Everyone Is Necessarily Wrong About Antonio Brown Situation

ESPN’s Jeremy Fowler published a very interesting article yesterday in which he cited a large number of both current and former Pittsburgh Steelers players, both on and off the record, who shared their thoughts on “The Antonio Brown Situation™”. I say interesting instead of enlightening because it’s difficult to say just how much we actually learned.

Not to fault the reporter for his great work on the piece, but if I’m being honest, my main takeaway from the feedback that Fowler was given from Brown’s teammates is that many people have had very different experiences in dealing with him. Some have even said that he is not to blame.

In other words, everybody is necessarily wrong about what’s going on with Antonio Brown because nobody has the full picture. Everybody who has offered a comment about it is going to have something that isn’t quite right. For one thing, he has very different relationships with different players. For another, there aren’t many left on the roster who were his teammate from the beginning until now.

The Wednesday walkthrough incident is a case in point. Did Brown throw a football? Did Ben Roethlisberger throw a football? Was there even an incident, and how much did it actually resemble any of the multiple unique accounts that we have heard? Maurkice Pouncey for his part said that Brown did not throw a football at anybody.

The only thing that really seems to be clear is what we’ve known all along, which is that Brown gets treated differently from most other players, and this is also something that Head Coach Mike Tomlin has always been upfront about. It’s not uncommon to hear him speak some variation of “I don’t treat everybody equally, but I treat everyone fairly”.

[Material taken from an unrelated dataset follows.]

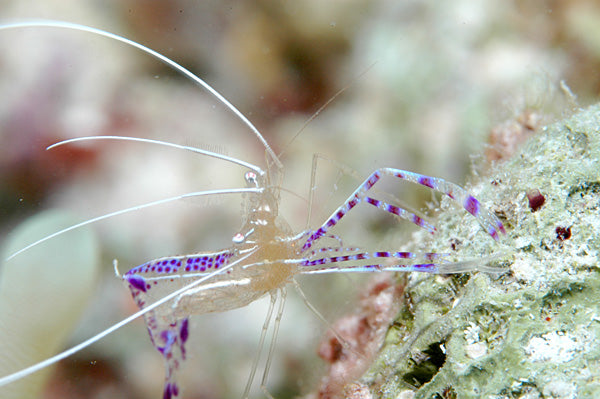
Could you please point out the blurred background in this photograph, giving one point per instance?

“As the leash gets longer”, former Steeler Will Johnson said to Fowler of Brown, “he gets the feeling that he can do whatever he wants. That’s where Tomlin might have wished he would have squashed this earlier”.

One of the things that he has generally let slide is apparently a habitual tardiness—but not absence—to meetings, which former Steeler Doug Legursky said was common but not an issue. “He shows up late with a big smile on his face”, he said. “You’re not even mad”.

Or at least he wasn’t mad. Others probably were. Everybody has a different opinion about what they have seen from Brown’s conduct and how that conduct was handled internally, and that opinion has been shaped by the selective and subjective opportunities and interactions that player or coach has had with Brown over the years.

Does Brown need to be a better teammate? Does he need to readjust his attitude in thinking that he is entitled to a number of luxuries others are not afforded, while taking advantage of those benefits? The answer seems to be yes at the very least. But beyond this, information is too limited from any one source to the point of contradiction.